I’ve been very secret about your letters and nobody knows you’ve written to me. For Dog’s sake make sure you lock mine away. Your parents may be wrapped up in their own affairs (joke) but Ellie will be bound to sniff them out and read them if you’re not careful – except the enclosed one which you should leave lying. It’s super-innocent and designed especially to allay suspicions!
My lovely girl, my beloved one. Try to be happy. Know that I love you.
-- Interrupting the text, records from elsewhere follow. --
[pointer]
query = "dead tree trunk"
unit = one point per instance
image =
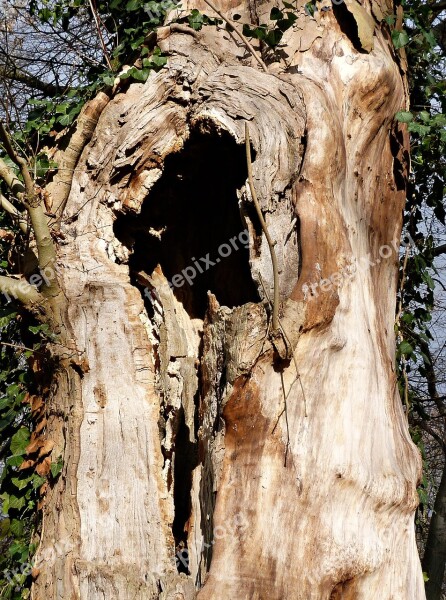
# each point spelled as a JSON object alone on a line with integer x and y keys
{"x": 204, "y": 451}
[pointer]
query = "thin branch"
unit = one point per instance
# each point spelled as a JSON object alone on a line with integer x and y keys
{"x": 423, "y": 425}
{"x": 439, "y": 7}
{"x": 17, "y": 346}
{"x": 45, "y": 245}
{"x": 12, "y": 210}
{"x": 19, "y": 289}
{"x": 59, "y": 189}
{"x": 240, "y": 34}
{"x": 440, "y": 250}
{"x": 271, "y": 243}
{"x": 101, "y": 39}
{"x": 15, "y": 74}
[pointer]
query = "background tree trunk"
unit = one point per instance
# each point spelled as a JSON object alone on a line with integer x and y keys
{"x": 185, "y": 431}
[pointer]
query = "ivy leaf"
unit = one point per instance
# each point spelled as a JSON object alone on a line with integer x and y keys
{"x": 16, "y": 502}
{"x": 20, "y": 441}
{"x": 17, "y": 527}
{"x": 405, "y": 348}
{"x": 399, "y": 38}
{"x": 275, "y": 14}
{"x": 422, "y": 130}
{"x": 196, "y": 19}
{"x": 404, "y": 116}
{"x": 21, "y": 482}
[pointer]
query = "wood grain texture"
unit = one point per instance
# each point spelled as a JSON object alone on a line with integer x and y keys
{"x": 178, "y": 406}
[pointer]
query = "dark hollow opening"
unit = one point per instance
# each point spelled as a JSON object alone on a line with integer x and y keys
{"x": 202, "y": 243}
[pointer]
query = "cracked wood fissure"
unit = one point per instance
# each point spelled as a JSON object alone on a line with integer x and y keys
{"x": 172, "y": 429}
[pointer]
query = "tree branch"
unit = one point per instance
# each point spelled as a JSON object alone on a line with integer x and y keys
{"x": 271, "y": 243}
{"x": 60, "y": 187}
{"x": 15, "y": 74}
{"x": 21, "y": 290}
{"x": 437, "y": 8}
{"x": 425, "y": 427}
{"x": 45, "y": 246}
{"x": 11, "y": 209}
{"x": 440, "y": 250}
{"x": 240, "y": 34}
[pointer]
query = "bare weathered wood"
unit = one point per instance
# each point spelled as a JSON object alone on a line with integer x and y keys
{"x": 183, "y": 414}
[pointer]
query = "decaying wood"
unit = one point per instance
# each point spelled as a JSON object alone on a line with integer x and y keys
{"x": 174, "y": 438}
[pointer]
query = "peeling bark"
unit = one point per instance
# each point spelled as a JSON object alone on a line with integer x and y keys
{"x": 198, "y": 460}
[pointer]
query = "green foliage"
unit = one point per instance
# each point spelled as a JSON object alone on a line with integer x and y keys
{"x": 271, "y": 34}
{"x": 125, "y": 29}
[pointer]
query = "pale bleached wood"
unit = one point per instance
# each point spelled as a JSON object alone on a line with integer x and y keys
{"x": 337, "y": 520}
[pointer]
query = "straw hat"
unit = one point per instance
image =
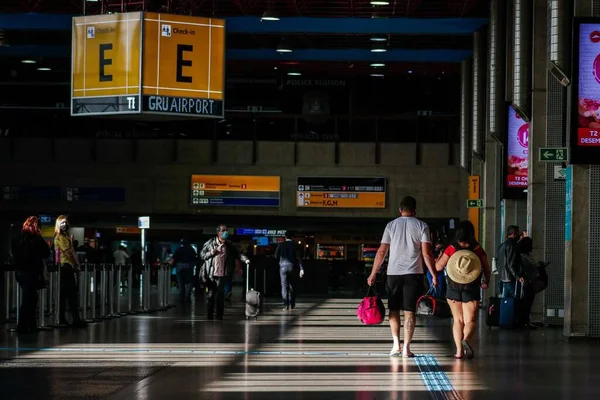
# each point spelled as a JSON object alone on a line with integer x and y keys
{"x": 463, "y": 267}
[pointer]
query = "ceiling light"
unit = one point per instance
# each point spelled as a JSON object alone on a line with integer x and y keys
{"x": 284, "y": 47}
{"x": 378, "y": 49}
{"x": 378, "y": 39}
{"x": 269, "y": 15}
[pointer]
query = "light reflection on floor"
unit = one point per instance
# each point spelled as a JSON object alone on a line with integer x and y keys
{"x": 354, "y": 357}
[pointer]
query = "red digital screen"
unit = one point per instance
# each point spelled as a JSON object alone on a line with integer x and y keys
{"x": 588, "y": 102}
{"x": 517, "y": 150}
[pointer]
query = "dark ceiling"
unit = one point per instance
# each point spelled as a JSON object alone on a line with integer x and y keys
{"x": 283, "y": 8}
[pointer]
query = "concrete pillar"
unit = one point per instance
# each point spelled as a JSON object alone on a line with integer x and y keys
{"x": 492, "y": 170}
{"x": 465, "y": 115}
{"x": 582, "y": 234}
{"x": 577, "y": 252}
{"x": 536, "y": 189}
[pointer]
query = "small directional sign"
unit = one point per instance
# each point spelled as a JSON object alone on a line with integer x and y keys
{"x": 475, "y": 203}
{"x": 560, "y": 173}
{"x": 553, "y": 154}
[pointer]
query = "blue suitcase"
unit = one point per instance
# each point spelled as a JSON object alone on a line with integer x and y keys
{"x": 509, "y": 309}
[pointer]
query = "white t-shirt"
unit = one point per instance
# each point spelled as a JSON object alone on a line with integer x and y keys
{"x": 405, "y": 235}
{"x": 120, "y": 257}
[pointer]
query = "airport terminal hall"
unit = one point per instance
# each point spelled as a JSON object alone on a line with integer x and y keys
{"x": 299, "y": 199}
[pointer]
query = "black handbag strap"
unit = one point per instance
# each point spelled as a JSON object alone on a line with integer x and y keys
{"x": 372, "y": 290}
The communication for public consumption was folded up alongside the love letter.
My dear Daphne,
Everything in America is so large it makes us feel like dwarfish Europeans. When we go out to eat the plates are like cartwheels, the hamburgers like birthday cakes, and Coca-Cola comes in pint glasses with buckets of ice. If you want a bottle of milk, you buy a giant carton that you can barely lift and Jason and Lucia love the boxes of multicoloured cereal that are almost big enough for them to crawl into. As to the cars, well poor old Maurice looks like a crumbling chariot unearthed from an archaeological dig compared to the shiny spaceships on the streets here. I wonder if you’d like it. I’d like to walk through Central Park with you one day and take you to see the monkeys in the zoo, who are not nearly as well behaved as dear departed Hugo.
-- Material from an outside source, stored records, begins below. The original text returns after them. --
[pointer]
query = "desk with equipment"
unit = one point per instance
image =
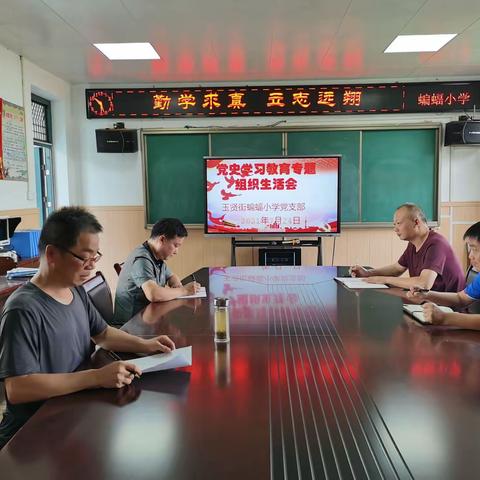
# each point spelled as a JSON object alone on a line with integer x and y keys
{"x": 318, "y": 380}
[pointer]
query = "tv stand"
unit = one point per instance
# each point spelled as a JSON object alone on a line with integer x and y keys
{"x": 285, "y": 243}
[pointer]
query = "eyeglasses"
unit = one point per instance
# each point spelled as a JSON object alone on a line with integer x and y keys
{"x": 85, "y": 261}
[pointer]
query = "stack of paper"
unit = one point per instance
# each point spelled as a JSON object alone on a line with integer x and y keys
{"x": 416, "y": 311}
{"x": 21, "y": 272}
{"x": 180, "y": 357}
{"x": 356, "y": 282}
{"x": 202, "y": 293}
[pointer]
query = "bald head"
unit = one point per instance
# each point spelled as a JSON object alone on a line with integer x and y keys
{"x": 413, "y": 212}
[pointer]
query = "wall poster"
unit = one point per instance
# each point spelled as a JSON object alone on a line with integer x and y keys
{"x": 13, "y": 151}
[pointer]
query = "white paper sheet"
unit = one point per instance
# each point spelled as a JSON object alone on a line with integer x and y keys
{"x": 180, "y": 357}
{"x": 357, "y": 282}
{"x": 416, "y": 311}
{"x": 202, "y": 293}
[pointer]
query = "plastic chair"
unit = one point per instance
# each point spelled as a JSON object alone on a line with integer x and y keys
{"x": 99, "y": 292}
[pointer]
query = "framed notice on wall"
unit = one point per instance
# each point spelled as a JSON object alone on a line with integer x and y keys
{"x": 13, "y": 152}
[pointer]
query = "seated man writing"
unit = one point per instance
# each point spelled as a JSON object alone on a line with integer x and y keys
{"x": 145, "y": 276}
{"x": 429, "y": 259}
{"x": 459, "y": 299}
{"x": 47, "y": 325}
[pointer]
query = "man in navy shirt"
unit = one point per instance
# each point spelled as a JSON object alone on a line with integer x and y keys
{"x": 47, "y": 325}
{"x": 460, "y": 299}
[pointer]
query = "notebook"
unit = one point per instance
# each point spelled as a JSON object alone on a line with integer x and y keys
{"x": 416, "y": 311}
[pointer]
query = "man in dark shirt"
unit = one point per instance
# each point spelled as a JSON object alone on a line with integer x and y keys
{"x": 429, "y": 259}
{"x": 47, "y": 325}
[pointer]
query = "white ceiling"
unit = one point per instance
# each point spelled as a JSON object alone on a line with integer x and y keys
{"x": 243, "y": 41}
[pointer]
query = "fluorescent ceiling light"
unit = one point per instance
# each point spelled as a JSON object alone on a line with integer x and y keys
{"x": 419, "y": 43}
{"x": 128, "y": 51}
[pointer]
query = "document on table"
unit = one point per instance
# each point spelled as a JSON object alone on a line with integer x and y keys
{"x": 357, "y": 282}
{"x": 416, "y": 311}
{"x": 202, "y": 293}
{"x": 180, "y": 357}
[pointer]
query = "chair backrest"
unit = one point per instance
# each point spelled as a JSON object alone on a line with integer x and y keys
{"x": 118, "y": 267}
{"x": 471, "y": 274}
{"x": 99, "y": 292}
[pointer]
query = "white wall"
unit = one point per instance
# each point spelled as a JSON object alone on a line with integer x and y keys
{"x": 111, "y": 179}
{"x": 19, "y": 79}
{"x": 84, "y": 176}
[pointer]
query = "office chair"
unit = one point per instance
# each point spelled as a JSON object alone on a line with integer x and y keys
{"x": 471, "y": 274}
{"x": 118, "y": 267}
{"x": 99, "y": 292}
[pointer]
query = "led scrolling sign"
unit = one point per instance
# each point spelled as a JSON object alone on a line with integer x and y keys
{"x": 285, "y": 100}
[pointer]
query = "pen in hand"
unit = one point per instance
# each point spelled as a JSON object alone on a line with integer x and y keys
{"x": 117, "y": 358}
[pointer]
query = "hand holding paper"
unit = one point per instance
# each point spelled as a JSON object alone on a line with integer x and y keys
{"x": 202, "y": 293}
{"x": 181, "y": 357}
{"x": 357, "y": 282}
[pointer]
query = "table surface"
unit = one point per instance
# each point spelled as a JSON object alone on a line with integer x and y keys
{"x": 318, "y": 381}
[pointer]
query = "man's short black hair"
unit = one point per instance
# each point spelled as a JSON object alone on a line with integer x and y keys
{"x": 170, "y": 227}
{"x": 473, "y": 232}
{"x": 64, "y": 226}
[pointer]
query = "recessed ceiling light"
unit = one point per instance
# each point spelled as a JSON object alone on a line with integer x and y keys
{"x": 419, "y": 43}
{"x": 128, "y": 51}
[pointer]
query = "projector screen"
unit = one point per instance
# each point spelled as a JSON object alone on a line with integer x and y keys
{"x": 287, "y": 196}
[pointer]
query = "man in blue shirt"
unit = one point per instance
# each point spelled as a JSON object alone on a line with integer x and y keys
{"x": 460, "y": 299}
{"x": 47, "y": 326}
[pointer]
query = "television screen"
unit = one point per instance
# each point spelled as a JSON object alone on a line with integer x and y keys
{"x": 285, "y": 196}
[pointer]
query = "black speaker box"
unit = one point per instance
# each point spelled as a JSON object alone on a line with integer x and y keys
{"x": 279, "y": 256}
{"x": 116, "y": 141}
{"x": 462, "y": 133}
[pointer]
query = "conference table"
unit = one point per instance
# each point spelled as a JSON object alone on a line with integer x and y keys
{"x": 318, "y": 381}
He often said to Daphne that he could tell her anything, but there was actually quite a lot he omitted from the letters. He mentioned the cocaine in the hope that she would make confessions in return, but he made it sound more like a one-off experiment. Tequila was also a new discovery, but the white powder was his favourite antidote to desolation. It made him feel powerful, fearless, like dancing all night, which he sometimes did. As Nina neared the end of her pregnancy, he took to going out with people he’d met through her gallery and they went to clubs where girls were boys and vice versa. Initially, it was the drugs that allowed him to appreciate the music playing in the dark cellars and flashing dance floors; he had rejected the flimsiness of pop until then. But the mad rawness of punk and the chest-thumping power of rock now provided something he could embrace. He adopted elements in his own music and included an electric guitar in one of his orchestral pieces.
Usually, he managed to get to the morning post first, in case there was something from Daff. On the whole, it was easy. Their letter box was downstairs in the building’s entrance, so he made sure he got there before Nina left the apartment, nipping down ‘in case the contract has arrived’ or some such excuse. One morning, however, he failed. Shattered from the excesses of partying and having returned in the small hours, he felt deeply depressed and physically crushed. He would have liked to sleep it off but the children were shouting and he had a mid-morning appointment at the university. Much of the night had been spent with Candy, a young singer with an extraordinarily visceral voice – Nina Simone meets Patti Smith. She was the first black woman he’d ever slept with. He already had her in mind for his Lullabies for an Unborn Child. The three short songs were one of his greatest successes, especially in America, where they premiered that year, just after Alexander’s birth.
As he shuffled into the kitchen, exhausted, fur-tongued and desperate for coffee, Nina handed him an envelope with a recognisable, juvenile script in purple ink. She was not interested in spying or checking up on his stories, but there was a methodical side to her character. She was not stupid.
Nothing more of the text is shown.